The trunk was loaded with the tools of his profession: a bulky camera with a flash, a hundred feet of tape, a wheel on a stick that also measured distance, an adding machine with a roll of paper, spare rolls of paper, a manual typewriter, a bag of flares and stakes, ledger paper, carbon paper, many pads of legal forms, a reel-to-reel recorder, coiled rope, a notary stamp, and a wide flat book, maroon leather, embossed in gold THE CONNECTICUT. Inside the book were blank checks the color of the ocean on a map. The book in the trunk was power. A check from the book was called a settlement. This was what adjusters did, settle or not settle or settle partially, after taking pictures and measuring distances and interviewing witnesses in county seats and depot towns, at train wrecks in the north. Vi felt the bounce as he shut the trunk.

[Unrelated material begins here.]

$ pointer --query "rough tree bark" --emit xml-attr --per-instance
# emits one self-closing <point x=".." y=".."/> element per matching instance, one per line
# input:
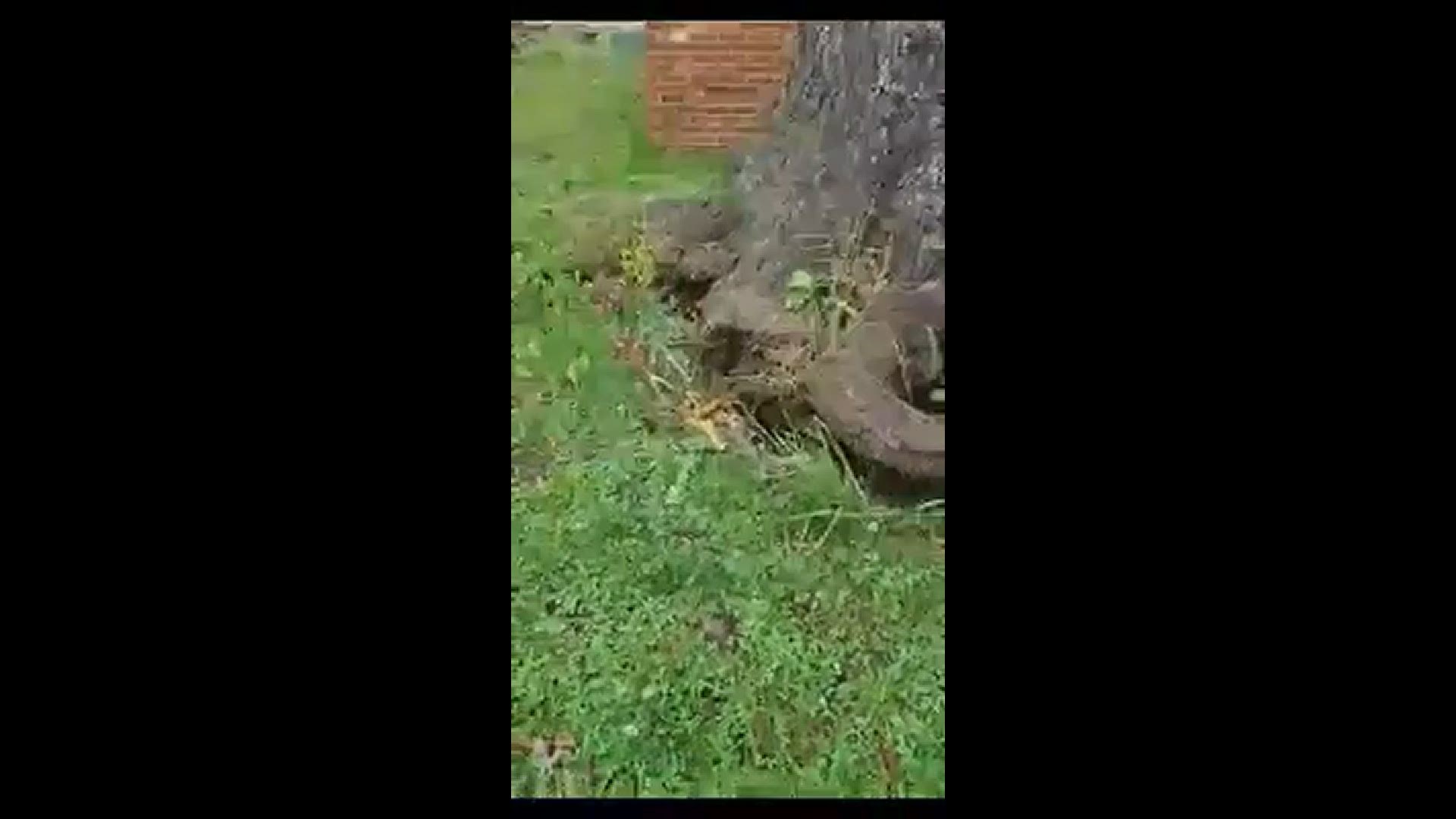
<point x="855" y="172"/>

Coming back from Walter’s trips, they always stopped at the Boyles’ house. Phil Boyle was a man about her father’s age, a prosperous mortician-politician, a pillar in his parish and a power in the town. The Boyles lived above their mortuary, a mansard rampart fortress on the shady, stonewalled corner of Main and Derry Turnpike. In the summer, Walter and Phil Boyle would sit out back at the picnic table, drinking coffee in their shirtsleeves. They would talk about the things they had in common, family, taxes, politics. Boyle the mortician was her father’s closest friend, but he always frightened Vi. His hair was black, his suits were black, his winter hats were Homburgs, black, and his hands were long and liver-spotted gray. He always smelled like flowers and he took his coffee black, stirring for no reason Vi could see, the memory of milk, and even the insects were afraid of him. He had served a term for the machine in the state legislature, the lower house, and even in high hatching season, with the salt pond through the pines, Vi never saw him swat at even one blackfly. She believed that he was death itself, living in her town. She stayed by her father on their visits, protecting him from Boyle’s undertow.

Jens stayed in the car, reading Mathemagic, or he ventured out and stood on the edge of the long driveway, watching Boyle’s sons play H-O-R-S-E against the three-hearse garage. Boyle had four sons, scrappy, loud, athletic boys, groomed and destined to be preppy undertakers. The Boyle boys played H-O-R-S-E and many variations, S-M-E-G-M-A, M-U-C-U-S, S-P-U-T-U-M — being sons of a mortician, they had an interest in effluvia and knew all the latest gross-out words. Jens, standing on the grass, watched the active Boyle boys. Jens looked like a Martian, like an aphid, like another life form altogether.